Quantum supremacy, or quantum advantage, is achieved when a quantum computer performs a calculation which cannot be done with a classical computer – or at least, cannot be done within a reasonable amount of time, say the amount of time the universe has existed for. This milestone was achieved by Google researchers in 2019, but the calculation they performed was specially tailored for their machine, and it was a calculation there is no reason to perform other than to achieve the milestone.

The science of artificial intelligence went through a couple of “winters” in the 1970s and 1980s, as hype ran ahead of performance and led to disappointed expectations. Both times, funding dried up for a few years until a new, more promising approach emerged. Dr Cirac will not be surprised if the same thing happens in quantum computing. At the moment, a lot of investor money is flowing into the field, but he expects that much of it will not yield the hoped-for returns. He is therefore very careful when he predicts the outcome of any project because he does not want to contribute to this problem.

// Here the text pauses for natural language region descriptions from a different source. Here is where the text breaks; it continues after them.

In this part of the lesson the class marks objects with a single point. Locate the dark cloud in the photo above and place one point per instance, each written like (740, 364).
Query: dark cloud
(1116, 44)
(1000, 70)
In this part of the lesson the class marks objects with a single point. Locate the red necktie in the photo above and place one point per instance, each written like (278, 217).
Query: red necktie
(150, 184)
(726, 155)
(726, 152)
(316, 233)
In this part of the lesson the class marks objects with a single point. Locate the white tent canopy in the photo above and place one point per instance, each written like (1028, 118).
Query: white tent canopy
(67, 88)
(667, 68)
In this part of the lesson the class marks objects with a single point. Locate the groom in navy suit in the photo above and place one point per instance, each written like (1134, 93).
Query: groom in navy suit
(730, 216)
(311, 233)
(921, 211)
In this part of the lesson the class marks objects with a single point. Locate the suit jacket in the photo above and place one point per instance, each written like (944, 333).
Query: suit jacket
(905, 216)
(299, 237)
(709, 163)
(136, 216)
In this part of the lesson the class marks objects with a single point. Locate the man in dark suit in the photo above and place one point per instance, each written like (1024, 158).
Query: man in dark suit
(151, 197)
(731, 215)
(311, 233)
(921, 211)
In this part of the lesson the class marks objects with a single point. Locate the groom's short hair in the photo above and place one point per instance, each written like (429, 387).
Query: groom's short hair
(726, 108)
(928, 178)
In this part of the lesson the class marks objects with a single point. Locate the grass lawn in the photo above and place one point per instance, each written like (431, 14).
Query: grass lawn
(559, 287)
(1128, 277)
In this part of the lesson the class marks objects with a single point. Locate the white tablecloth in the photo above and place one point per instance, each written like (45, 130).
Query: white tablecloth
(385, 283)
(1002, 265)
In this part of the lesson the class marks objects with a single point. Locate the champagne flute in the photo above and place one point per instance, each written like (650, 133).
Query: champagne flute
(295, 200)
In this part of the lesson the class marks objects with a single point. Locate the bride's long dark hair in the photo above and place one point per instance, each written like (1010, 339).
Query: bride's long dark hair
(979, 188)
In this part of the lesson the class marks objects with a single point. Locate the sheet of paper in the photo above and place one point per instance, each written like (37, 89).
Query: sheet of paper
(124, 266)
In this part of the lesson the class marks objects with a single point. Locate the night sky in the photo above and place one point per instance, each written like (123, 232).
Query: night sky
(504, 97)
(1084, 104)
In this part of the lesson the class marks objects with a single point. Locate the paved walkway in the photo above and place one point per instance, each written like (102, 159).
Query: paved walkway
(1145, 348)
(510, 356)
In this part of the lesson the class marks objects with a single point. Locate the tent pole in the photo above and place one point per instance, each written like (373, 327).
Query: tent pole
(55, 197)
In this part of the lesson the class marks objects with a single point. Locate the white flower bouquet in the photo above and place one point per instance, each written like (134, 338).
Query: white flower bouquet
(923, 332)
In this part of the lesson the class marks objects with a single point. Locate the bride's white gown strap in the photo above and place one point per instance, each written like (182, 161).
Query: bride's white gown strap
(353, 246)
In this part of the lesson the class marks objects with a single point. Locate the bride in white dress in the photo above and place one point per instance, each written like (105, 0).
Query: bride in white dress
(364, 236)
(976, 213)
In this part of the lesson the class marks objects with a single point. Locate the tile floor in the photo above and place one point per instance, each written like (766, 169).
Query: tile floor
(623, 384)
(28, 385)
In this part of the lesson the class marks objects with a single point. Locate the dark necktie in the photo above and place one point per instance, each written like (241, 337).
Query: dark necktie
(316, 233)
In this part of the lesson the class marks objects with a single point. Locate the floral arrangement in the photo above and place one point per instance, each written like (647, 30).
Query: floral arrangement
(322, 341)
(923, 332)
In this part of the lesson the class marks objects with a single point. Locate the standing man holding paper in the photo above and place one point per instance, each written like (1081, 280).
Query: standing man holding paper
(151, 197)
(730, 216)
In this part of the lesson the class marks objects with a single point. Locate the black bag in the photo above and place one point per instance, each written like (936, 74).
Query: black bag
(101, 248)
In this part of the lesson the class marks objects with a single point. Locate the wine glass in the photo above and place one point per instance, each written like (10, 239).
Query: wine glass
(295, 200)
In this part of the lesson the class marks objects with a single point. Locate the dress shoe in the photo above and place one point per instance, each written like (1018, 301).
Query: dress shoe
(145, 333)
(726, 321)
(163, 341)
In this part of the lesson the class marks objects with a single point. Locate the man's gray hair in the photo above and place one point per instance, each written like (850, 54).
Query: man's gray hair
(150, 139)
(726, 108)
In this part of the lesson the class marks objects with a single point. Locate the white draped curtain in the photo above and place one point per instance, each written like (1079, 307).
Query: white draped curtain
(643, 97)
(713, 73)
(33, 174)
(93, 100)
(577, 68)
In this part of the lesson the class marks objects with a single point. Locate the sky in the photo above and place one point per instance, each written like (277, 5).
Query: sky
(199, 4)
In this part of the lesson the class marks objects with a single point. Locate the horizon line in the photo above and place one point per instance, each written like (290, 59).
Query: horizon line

Future-proofing encryption

One of the widely anticipated effects of quantum computing is that machines running something called Shor’s algorithm could render useless much of today’s encryption techniques, the security systems which keep our data safe. Dr Cirac says this will probably not happen in the next decade because it requires fault-tolerant quantum computers using millions of qubits. In fact, while he acknowledges that breakthroughs can occur suddenly and unexpectedly, he does not expect to see good, fault-tolerant quantum computing at scale for twenty years or so.

But that does not mean we should be complacent. Once such machines do exist, they will be able to crack the encryption of all databases and all messages sent years earlier. This means that any organisation where data security is mission-critical should be working on their defences now. Fortunately, there are already two possible lines of defence, known as quantum cryptography, and post-quantum cryptography.

Data security is mission-critical for most large organisations, so most large organisations should have a team which is going up the learning curve about quantum computing. It is not a good area to be naive about.